Some of you may have noticed recently that your top listings in Google may look a little different. It seems Google may be performing CTR analysis with your internal pages.
Listings that previously have held positions featuring the home page URL now feature the most relevant internal page. With this in mind, now is the time to start "spreading the love" across your site. Google is showing that we need to concentrate on search engine optimization (SEO) for our internal pages.
Two main site elements -- content and inbound links -- need to be spread evenly across a site looking for success in the SERPs.
Analyze this as you would for personal investment. Would you put all your money in a low yielding savings account? Would you place all your money in a high-risk stock?
No, of course not.
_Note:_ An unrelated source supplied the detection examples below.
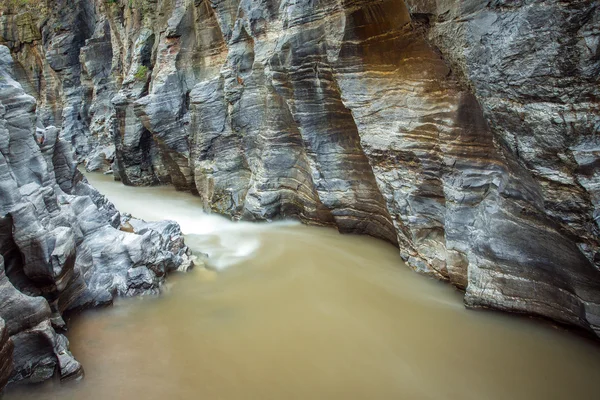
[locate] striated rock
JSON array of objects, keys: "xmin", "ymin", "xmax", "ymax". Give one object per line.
[
  {"xmin": 0, "ymin": 0, "xmax": 600, "ymax": 340},
  {"xmin": 0, "ymin": 46, "xmax": 191, "ymax": 388},
  {"xmin": 0, "ymin": 318, "xmax": 14, "ymax": 388}
]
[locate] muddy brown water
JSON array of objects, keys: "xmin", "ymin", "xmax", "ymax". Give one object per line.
[{"xmin": 6, "ymin": 174, "xmax": 600, "ymax": 400}]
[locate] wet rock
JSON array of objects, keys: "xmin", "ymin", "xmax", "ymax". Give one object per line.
[
  {"xmin": 2, "ymin": 0, "xmax": 600, "ymax": 340},
  {"xmin": 0, "ymin": 46, "xmax": 191, "ymax": 387}
]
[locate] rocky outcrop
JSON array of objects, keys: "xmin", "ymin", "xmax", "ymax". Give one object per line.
[
  {"xmin": 2, "ymin": 0, "xmax": 600, "ymax": 340},
  {"xmin": 0, "ymin": 46, "xmax": 190, "ymax": 388}
]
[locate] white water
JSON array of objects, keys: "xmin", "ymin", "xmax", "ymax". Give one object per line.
[{"xmin": 7, "ymin": 175, "xmax": 600, "ymax": 400}]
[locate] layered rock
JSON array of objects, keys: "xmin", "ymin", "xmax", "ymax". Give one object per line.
[
  {"xmin": 3, "ymin": 0, "xmax": 600, "ymax": 333},
  {"xmin": 0, "ymin": 46, "xmax": 190, "ymax": 388}
]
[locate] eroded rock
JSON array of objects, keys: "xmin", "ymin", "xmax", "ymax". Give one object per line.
[{"xmin": 0, "ymin": 46, "xmax": 191, "ymax": 388}]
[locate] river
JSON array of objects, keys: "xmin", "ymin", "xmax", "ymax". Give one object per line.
[{"xmin": 6, "ymin": 174, "xmax": 600, "ymax": 400}]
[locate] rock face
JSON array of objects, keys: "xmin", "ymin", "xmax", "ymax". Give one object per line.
[
  {"xmin": 0, "ymin": 0, "xmax": 600, "ymax": 340},
  {"xmin": 0, "ymin": 46, "xmax": 190, "ymax": 390}
]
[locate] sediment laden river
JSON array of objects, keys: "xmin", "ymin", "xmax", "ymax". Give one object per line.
[{"xmin": 6, "ymin": 174, "xmax": 600, "ymax": 400}]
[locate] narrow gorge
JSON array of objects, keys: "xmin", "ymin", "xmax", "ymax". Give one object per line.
[{"xmin": 0, "ymin": 0, "xmax": 600, "ymax": 398}]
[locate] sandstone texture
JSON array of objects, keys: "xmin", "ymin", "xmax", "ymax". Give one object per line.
[
  {"xmin": 0, "ymin": 46, "xmax": 190, "ymax": 390},
  {"xmin": 0, "ymin": 0, "xmax": 600, "ymax": 352}
]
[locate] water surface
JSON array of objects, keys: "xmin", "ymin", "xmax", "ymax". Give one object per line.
[{"xmin": 7, "ymin": 175, "xmax": 600, "ymax": 400}]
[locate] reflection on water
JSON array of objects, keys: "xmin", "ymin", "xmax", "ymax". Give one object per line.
[{"xmin": 7, "ymin": 175, "xmax": 600, "ymax": 400}]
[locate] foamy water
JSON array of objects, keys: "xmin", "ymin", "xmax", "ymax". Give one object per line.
[
  {"xmin": 7, "ymin": 175, "xmax": 600, "ymax": 400},
  {"xmin": 85, "ymin": 173, "xmax": 299, "ymax": 270}
]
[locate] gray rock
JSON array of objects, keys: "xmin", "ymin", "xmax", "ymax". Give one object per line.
[
  {"xmin": 0, "ymin": 46, "xmax": 191, "ymax": 388},
  {"xmin": 0, "ymin": 0, "xmax": 600, "ymax": 344}
]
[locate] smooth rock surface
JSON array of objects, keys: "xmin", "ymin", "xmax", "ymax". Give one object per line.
[
  {"xmin": 0, "ymin": 46, "xmax": 191, "ymax": 389},
  {"xmin": 0, "ymin": 0, "xmax": 600, "ymax": 340}
]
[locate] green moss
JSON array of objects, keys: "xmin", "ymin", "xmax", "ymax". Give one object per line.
[{"xmin": 0, "ymin": 0, "xmax": 35, "ymax": 11}]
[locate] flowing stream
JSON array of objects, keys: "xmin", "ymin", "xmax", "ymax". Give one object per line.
[{"xmin": 6, "ymin": 174, "xmax": 600, "ymax": 400}]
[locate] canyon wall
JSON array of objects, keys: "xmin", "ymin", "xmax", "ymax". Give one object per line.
[
  {"xmin": 0, "ymin": 45, "xmax": 191, "ymax": 391},
  {"xmin": 0, "ymin": 0, "xmax": 600, "ymax": 346}
]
You would diversify your assets across several different areas to conservatively grow what you put into the pot.
This analogy can ring very true in the world of SEO. People become obsessed with ranking their home page for their top term. This leaves the rest of the site neglected. In a worst-case scenario, if the competition comes calling or a major algorithm change breaks the ranking, then you've just lost your investment.
With this scary what-if in mind, please consider that in most cases your home page is your landing page, and your top keyword will likely drive less than half of your organic visits. So, why would you put all your eggs in one basket if it had a marginal return and was also very risky? This analogy is especially fitting when you hear a client mention one of the following:
- "We've hired a copywriter to create blog posts for us." Why not a few blog posts, some articles, content on deeper pages of the site?
- "We've been building a lot of links to the home page." And not to internal pages?
Pigeon-hole SEO can be a viable plan if you have a one page site or a two term keyword set. The other 99.9 percent of us have to consider how we get involve the entire site into the SEO mix.
When developing a content-building strategy, you have to look past the home page and the blog and consider other areas of the site you want to rank for. These include:
- Internal category pages (i.e., services/products)
- Glossary pages
These pages can house meaningful content for your users, as well as search engines.
Reviewing your referrals by landing page from within your site analytics is also beneficial. This will show you how much of your incoming traffic is coming through your home page, as well as other top site pages you deem as important that may need to be of additional focus.
Within the other main diversifiable SEO element, which is link building, learn to forget your home page for a while. You may have 2,000 great links to your home page, but how many to you have to other important internal pages?
Look in your Google Webmaster Tools account at the Links to your Site section. You might be alarmed to find out that 90 percent of your site's link equity may be pointing to your home page.
This can reinforce the need for a deep linking initiative. Start off by accruing topically relevance links to your main category pages adjacent to the site root and then work your way down. This will help show the search engines that the rest of your site is trustworthy as is your home page.
As search engines change, test, and progress, we must pay close attention to what they show us and what they want from us. This means we have to concentrate on building search engine friendly sites, not just search engine friendly home pages.